Brust-Mascher, I., Scholey, J. M. Microinjection Techniques for Studying Mitosis in the Drosophila melanogaster Syncytial Embryo. J. Vis. Exp. (31), e1382, doi:10.3791/1382 (2009).

Abstract: Técnicas de microinyección para el estudio de la mitosis en el Drosophila melanogaster Embrión sincitial

Este protocolo describe el uso del embrión de Drosophila melanogaster sincitial para el estudio de la mitosis 1. Drosophila tiene una genética útil con un genoma secuenciado, y puede ser fácil de mantener y manipular. Muchos mutantes de mitosis existen, y las moscas transgénicas que expresan funcionales fluorescente (GFP, por ejemplo) - etiquetado proteínas mitótico han estado y están generando. Expresión de genes diana es posible utilizar el sistema GAL4/UAS 2.

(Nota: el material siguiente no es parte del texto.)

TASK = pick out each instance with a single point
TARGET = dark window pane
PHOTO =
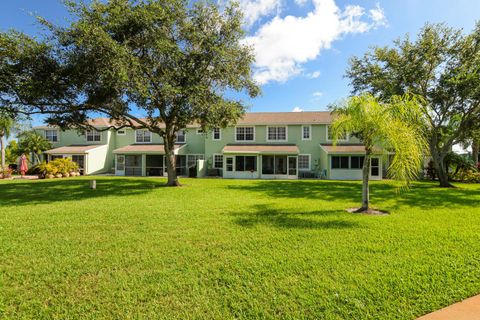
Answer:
(335, 162)
(344, 162)
(356, 162)
(267, 164)
(280, 165)
(239, 163)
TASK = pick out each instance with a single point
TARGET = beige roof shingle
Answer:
(146, 148)
(353, 148)
(251, 118)
(74, 149)
(269, 118)
(261, 148)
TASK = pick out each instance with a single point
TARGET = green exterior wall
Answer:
(103, 160)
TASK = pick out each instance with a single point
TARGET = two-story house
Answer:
(266, 145)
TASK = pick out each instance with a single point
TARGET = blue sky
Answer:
(302, 46)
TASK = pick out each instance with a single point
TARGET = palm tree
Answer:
(6, 126)
(31, 142)
(396, 126)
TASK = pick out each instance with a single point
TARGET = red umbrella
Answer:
(23, 164)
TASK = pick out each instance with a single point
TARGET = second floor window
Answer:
(303, 162)
(93, 136)
(217, 161)
(180, 136)
(343, 137)
(245, 133)
(277, 133)
(216, 134)
(51, 135)
(143, 136)
(306, 135)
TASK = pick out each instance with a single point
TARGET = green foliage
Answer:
(233, 249)
(174, 61)
(32, 142)
(467, 175)
(5, 171)
(12, 152)
(442, 66)
(395, 126)
(63, 166)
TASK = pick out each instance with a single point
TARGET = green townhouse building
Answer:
(262, 145)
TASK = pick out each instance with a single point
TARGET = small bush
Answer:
(468, 176)
(5, 172)
(61, 167)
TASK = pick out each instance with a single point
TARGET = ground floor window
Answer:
(245, 163)
(133, 165)
(356, 162)
(279, 165)
(192, 159)
(375, 167)
(154, 165)
(80, 161)
(217, 161)
(353, 162)
(340, 162)
(303, 162)
(229, 164)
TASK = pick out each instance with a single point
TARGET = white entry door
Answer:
(292, 167)
(120, 165)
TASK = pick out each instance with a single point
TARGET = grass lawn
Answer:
(233, 249)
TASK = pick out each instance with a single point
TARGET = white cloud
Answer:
(313, 75)
(378, 16)
(282, 45)
(301, 3)
(255, 9)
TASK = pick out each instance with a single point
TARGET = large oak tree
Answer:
(153, 64)
(443, 67)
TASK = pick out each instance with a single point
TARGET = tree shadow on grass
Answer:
(265, 215)
(68, 189)
(423, 195)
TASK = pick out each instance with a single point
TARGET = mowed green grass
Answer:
(224, 249)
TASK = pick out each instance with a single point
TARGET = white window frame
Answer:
(309, 132)
(57, 133)
(213, 164)
(254, 134)
(143, 130)
(219, 134)
(277, 140)
(309, 162)
(94, 133)
(347, 136)
(198, 156)
(184, 137)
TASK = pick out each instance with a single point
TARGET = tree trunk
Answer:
(365, 183)
(2, 146)
(438, 157)
(475, 149)
(441, 169)
(169, 143)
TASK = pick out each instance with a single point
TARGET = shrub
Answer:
(64, 166)
(61, 167)
(5, 172)
(469, 176)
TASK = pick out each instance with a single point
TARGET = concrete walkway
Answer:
(468, 309)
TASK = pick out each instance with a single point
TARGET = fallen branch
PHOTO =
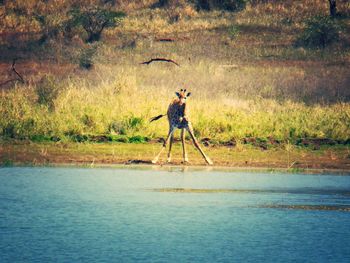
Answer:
(160, 59)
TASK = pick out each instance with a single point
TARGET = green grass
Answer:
(250, 82)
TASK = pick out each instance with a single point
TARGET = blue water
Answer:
(132, 215)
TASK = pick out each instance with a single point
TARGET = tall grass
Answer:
(255, 84)
(120, 105)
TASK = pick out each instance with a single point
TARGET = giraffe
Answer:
(178, 119)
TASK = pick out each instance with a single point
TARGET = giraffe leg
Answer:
(170, 146)
(196, 144)
(171, 131)
(184, 146)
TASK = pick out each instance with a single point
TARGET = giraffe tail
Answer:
(157, 117)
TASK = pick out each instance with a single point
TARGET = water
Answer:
(128, 215)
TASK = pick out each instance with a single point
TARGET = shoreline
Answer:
(329, 159)
(186, 168)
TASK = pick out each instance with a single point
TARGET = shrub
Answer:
(319, 32)
(233, 31)
(47, 91)
(94, 21)
(86, 57)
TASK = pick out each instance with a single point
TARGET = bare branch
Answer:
(14, 70)
(160, 59)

El embrión de Drosophila temprana lleva a cabo múltiples mitosis muy rápidamente (la duración del ciclo celular, ≈ 10 min). Es muy adecuado para obtener imágenes de la mitosis, ya que durante los ciclos de 10-13, los núcleos se dividen rápidamente y de forma sincrónica sin intervenir citocinesis en la superficie del embrión en una sola monocapa justo debajo de la corteza cerebral. Estos núcleos se dividen rápidamente, probablemente el uso de la maquinaria mitótica igual que otras células, pero que están optimizados para la velocidad, el puesto de control general, se cree que no se estrictas, lo que permite el estudio de las proteínas mitótico cuya ausencia podría causar detención del ciclo celular en células con un control fuerte . Los embriones que expresan proteínas GFP etiquetados o microinyección con la etiqueta fluorescente proteínas pueden ser fácilmente imágenes para seguir la dinámica de vida (Fig. 1). Además, los embriones pueden ser microinyección con el bloqueo de la función-anticuerpos o inhibidores de proteínas específicas para estudiar el efecto de la pérdida o la perturbación de su función 3. Estos reactivos se difunden en todo el embrión, llegando a muchos ejes para producir un gradiente de concentración del inhibidor, lo que a su vez se traduce en un gradiente de defectos comparable a una serie de alelos de mutantes. Idealmente, si la proteína diana es marcado con fluorescencia, el gradiente de inhibición se puede visualizar directamente 4. Se supone que el más fuerte fenotipo es comparable con el fenotipo nulo, a pesar de que es difícil excluir formalmente la posibilidad de que los anticuerpos pueden tener efectos dominantes en raras ocasiones, los controles tan rigurosos y una prudente interpretación debe ser aplicada. Más lejos del sitio de la inyección, la función de proteínas es sólo parcialmente perdido permitir otras funciones de la proteína diana a hacerse evidente.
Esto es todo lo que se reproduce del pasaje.